Die DNA-Proben wurden verpackt, zur Post gebracht und nach München verschickt. Dort wurden sie bei der Firma Eurofins sequenziert. Das bedeutet, dass zunächst mal ein winziger Teil der DNA, das sogenannte 16S rRNA Gen, ausgelesen wurde. Das kann man sich so vorstellen, dass die Erbsubstanz ein riesiges Buch ist und eine Zeile des Buches wurde entziffert.

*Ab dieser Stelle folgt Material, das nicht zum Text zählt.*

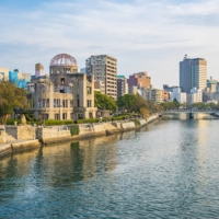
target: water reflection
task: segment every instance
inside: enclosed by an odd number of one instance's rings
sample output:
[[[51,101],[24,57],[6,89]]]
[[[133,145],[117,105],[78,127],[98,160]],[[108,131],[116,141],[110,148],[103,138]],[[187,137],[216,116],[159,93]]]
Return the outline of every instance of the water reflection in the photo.
[[[2,159],[0,218],[217,218],[218,122],[185,118]]]

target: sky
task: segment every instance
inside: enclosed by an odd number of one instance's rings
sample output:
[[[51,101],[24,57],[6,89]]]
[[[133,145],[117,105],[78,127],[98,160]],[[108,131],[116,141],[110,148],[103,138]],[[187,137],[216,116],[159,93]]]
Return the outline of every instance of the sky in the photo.
[[[57,54],[79,69],[91,55],[117,58],[117,73],[147,71],[154,88],[178,85],[178,62],[206,58],[219,80],[219,0],[1,0],[0,67],[49,72]]]

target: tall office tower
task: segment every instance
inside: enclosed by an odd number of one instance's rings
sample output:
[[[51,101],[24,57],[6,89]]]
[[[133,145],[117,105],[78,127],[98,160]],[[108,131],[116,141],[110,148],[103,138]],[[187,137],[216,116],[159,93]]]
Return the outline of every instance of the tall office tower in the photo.
[[[85,60],[85,72],[94,76],[95,81],[102,81],[105,94],[117,99],[117,60],[107,55],[91,56]]]
[[[148,76],[148,73],[145,72],[138,72],[134,73],[132,76],[129,76],[129,79],[127,80],[128,87],[138,87],[138,88],[149,88],[151,85],[151,78]]]
[[[41,64],[35,65],[35,77],[44,76],[44,67]]]
[[[128,83],[125,76],[117,76],[117,97],[128,93]]]
[[[206,88],[207,61],[204,58],[187,58],[180,62],[180,87],[182,92],[191,93],[193,88]]]

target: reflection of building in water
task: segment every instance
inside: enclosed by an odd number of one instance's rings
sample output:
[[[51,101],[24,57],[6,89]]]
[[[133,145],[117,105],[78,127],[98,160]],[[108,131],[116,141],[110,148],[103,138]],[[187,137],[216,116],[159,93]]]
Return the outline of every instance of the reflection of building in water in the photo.
[[[80,154],[82,155],[83,178],[88,180],[96,175],[96,172],[113,171],[116,168],[115,143],[120,135],[99,137],[80,141]],[[113,146],[112,146],[113,145]]]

Aber anders als in einem Buch besteht der Text nur aus 4 Buchstaben nämlich A,T,C und G, wobei diese Buchstaben für bestimmte chemische Verbindungen stehen. Innerhalb weniger Tage sind die Sequenzen verfügbar und können als Datei heruntergeladen werden. Man erhält ein sogenanntes Chromatogramm, bei dem jedes Maximumin der Kurve einem Buchstaben zugeordnet werden kann. Und so sieht das für den  Stamm 108F-WASEE aus dem Wagingersee aus:

Diese kann man nun in eine Datenbank eingeben. Dort wird die Sequenz mit ganz vielen anderen Sequenzen verglichen. Man erhält dann eine Liste, der mit dem Stamm am nächsten verwandten schon bekannten Arten.
Im Fall von 108F-WASEE ist die Sequenz zu 98% identisch mit der von Asticcacaulis biprosthecium. Er gehört damit höchstwahrscheinlich zu dieser Art oder ist nahe damit verwandt.